The context is of these findings are an ISE engagement with a customer indexing millions of documents in Azure AI Search. During this, I set out to answer questions on filtering and matching syntax as well as pre/post-filter performance for hybrid search. Views and opinions are my own.

Key takeaway

Traditional full-text search return matches if and only if there is a match. Vector search always returns k number of matches, which can be nonsensical (see here). Given the way hybrid search reranks the sum of results from full-text and vector search, hybrid search can return results which would not be expected given (regex) matching constraints in the search_text argument.

If you are simply filtering on a field, use filter (filter syntax refs). This is a 'hard' filter, meaning that results which do not match are not included in the end-results for (hybrid) search.

Brief reiteration on search methods

Azure AI Search offers these three search methods:

  1. Keyword search: fulltext and semantic
    1. Fulltext: queryType sets the parser: simple, or full. The default simple query parser is optimal for full text search. Full enables Lucene query parser: for advanced query constructs like regular expressions, proximity search, fuzzy and wildcard search. Full-text query how-to - Azure AI Search | Microsoft Learn
    2. Semantic: Semantic ranker is a collection of query-related capabilities that improve the quality of an initial BM25-ranked or RRF-ranked search result for text-based queries. When you enable it on your search service, semantic ranking extends the query execution pipeline in two ways:
      1. Secondary ranking score & captions and answers in the response. Semantic ranking - Azure AI Search | Microsoft Learn
  2. Vector search: docs - uses embeddings and distance in latent space to retrieve semantically relevant documents.
  3. Hybrid search: combines both results, and reranks, e.g. using RRF (docs)

Technique - filtering and matching documents in Azure AI Search

For matching and filtering documents, these two approaches were most useful for our use-cases:

  1. Using OData language and filter argument: OData language overview - Azure AI Search | Microsoft Learn
  2. Using the search_text argument and query_type="full" so we are able to use the Lucene queryparser syntax: we can match results e.g., using regular expressions Lucene query syntax - Azure AI Search | Microsoft Learn.

Gotcha example - Where things turn sour

Imagine the following query. We are interesed in filtering on a specific id (the full set only contains one document with this ID), but we also match the id to contain 1234 using a regex lucene query.

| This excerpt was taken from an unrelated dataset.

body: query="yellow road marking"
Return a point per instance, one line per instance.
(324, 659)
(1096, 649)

Obviously, this matches and we get a result:

limit = 10
select = 'id,content'
search_text = "id:/.*1234.*/"
search_client = sc
result = await
        query_type="full",  # Set query type to full to enable lucene/regex queries
        filter = "id eq 'A001-AB-1234_chunk_0'"
async for doc in result:

# >
# {'id': 'A001-AB-1234_chunk_0', 'content':....

Now, we change the regex query to (not) match 4321 in the id, and we obviously get no result:

limit = 10
select = 'id,content'
search_text = "id:/.*4321.*/"
search_client = sc
result = await
        query_type="full",  # Set query type to full to enable lucene/regex queries
        filter = "id eq 'A001-AB-1234_chunk_0'"
async for doc in result:

# >

What happens if we add hybrid search to the mix, but still include the unmatching 4321 in the id?

# Hybrid search with regex-like query, yielding unexpected (1234) result (hybrid).
# (using helper function to set up the embedding, ...)
async for doc in await vector_search_with_lucene(
    query_to_embed="failing gear unit", # some query which closely resembles the text in the content
    search_text = "id:/.*4321.*/",
    query_type= "full",
    filter = "id eq 'A001-AB-1234_chunk_0'"

# >
# {'id': 'A001-AB-1234_chunk_0', 'content':....

Notice how in this case, we do get the result back, but the id doesn't match the regex query.


Azure AI Hybrid search reranks documents after both the vector search and fulltext search are finished. The search_text argument allows for strict (regex) matching, but this matching only applies to the fulltext search. Since we pre-filter on a specific document, vector search will always yield this result (note: this holds even if the neighbor of the embedded query isn't too similar, since we always try to return 10 results - which then must include our single document). After both the vector and text search are executed, the hybrid results include results which would not be expected from just full-text search.